Average angular change between consecutive tetrahedra in the hyperbolic embedding. Logistic period-3 (1.0) and constants (1.0) have maximal turn angles (the trajectory makes sharp turns between tetrahedra). Beta Noise (0.04) and Logistic Chaos (0.07) have near-zero turn angles (smooth, gradual trajectory through hyperbolic space). This measures the "jerkiness" of the hyperbolic path.

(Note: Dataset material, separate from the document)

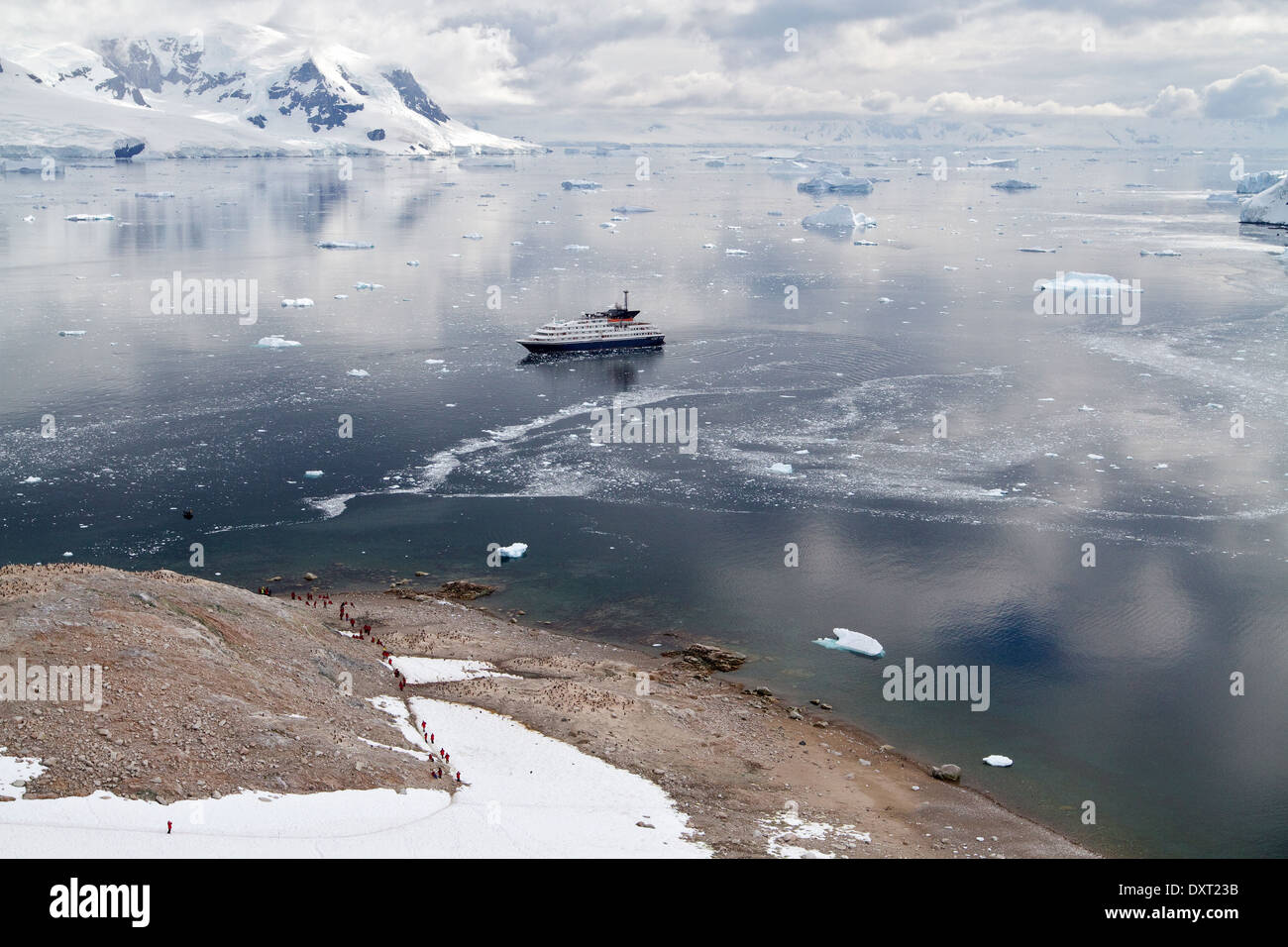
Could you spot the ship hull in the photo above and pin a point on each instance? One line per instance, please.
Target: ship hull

| Source | Domain | Value |
|---|---|---|
| Rule 30 | exotic | 0.9848 |
| Symbolic Lorenz | exotic | 0.9841 |
| Rule 110 | exotic | 0.9839 |
| ··· | ||
| Constant 0xFF | noise | 0.0000 |
| Logistic r=3.83 (Period-3 Window) | chaos | 0.0000 |
| Collatz Gap Lengths | number_theory | 0.0194 |
| Source | Domain | Value |
|---|---|---|
| Logistic r=3.2 (Period-2) | chaos | 1.0000 |
| Square Wave | waveform | 0.9801 |
| Pulse-Width Modulation | waveform | 0.9145 |
| ··· | ||
| Constant 0xFF | noise | 0.0000 |
| Logistic r=3.83 (Period-3 Window) | chaos | 0.0000 |
| Forest Fire | exotic | 0.0007 |
| Source | Domain | Value |
|---|---|---|
| Constant 0x00 | noise | 1.0000 |
| Logistic r=3.83 (Period-3 Window) | chaos | 1.0000 |
| Square Wave | waveform | 0.9893 |
| ··· | ||
| Beta Noise | noise | 0.0409 |
| Continued Fractions | number_theory | 0.0631 |
| Logistic Chaos | chaos | 0.0651 |
| Source | Domain | Value |
|---|---|---|
| Morse Code | waveform | 1.0000 |
| L-System (Dragon Curve) | exotic | 1.0000 |
| Symbolic Henon | exotic | 0.9999 |
| ··· | ||
| Logistic r=3.83 (Period-3 Window) | chaos | 0.3386 |
| Constant 0x00 | noise | 0.3656 |
| Constant 0xFF | noise | 0.4172 |
| Source | Domain | Value |
|---|---|---|
| Beta Noise | noise | 4.5196 |
| Dice Rolls | exotic | 4.4975 |
| Benford's Law | number_theory | 4.4928 |
| ··· | ||
| Constant 0xFF | noise | 0.0000 |
| Logistic r=3.2 (Period-2) | chaos | 0.0000 |
| Logistic r=3.83 (Period-3 Window) | chaos | 0.0000 |
| Source | Domain | Value |
|---|---|---|
| AES Encrypted | binary | 0.9699 |
| Gzip (level 1) | binary | 0.9611 |
| Dice Rolls | exotic | 0.9610 |
| ··· | ||
| Lorenz Attractor | chaos | 0.0000 |
| Rossler Attractor | chaos | 0.0000 |
| Constant 0xFF | noise | 0.0000 |
Mostow Rigidity uniquely separates signals whose geometric structure is topologically determined from those that are metrically flexible. The volume_rigidity metric cleanly splits encrypted/compressed data (rigid, 0.96+) from dynamical attractors (flexible, near 0.0) -- a distinction no other geometry captures. The distance_rigidity metric at the top is dominated by cellular automata and symbolic dynamics, signals whose structure is entirely combinatorial.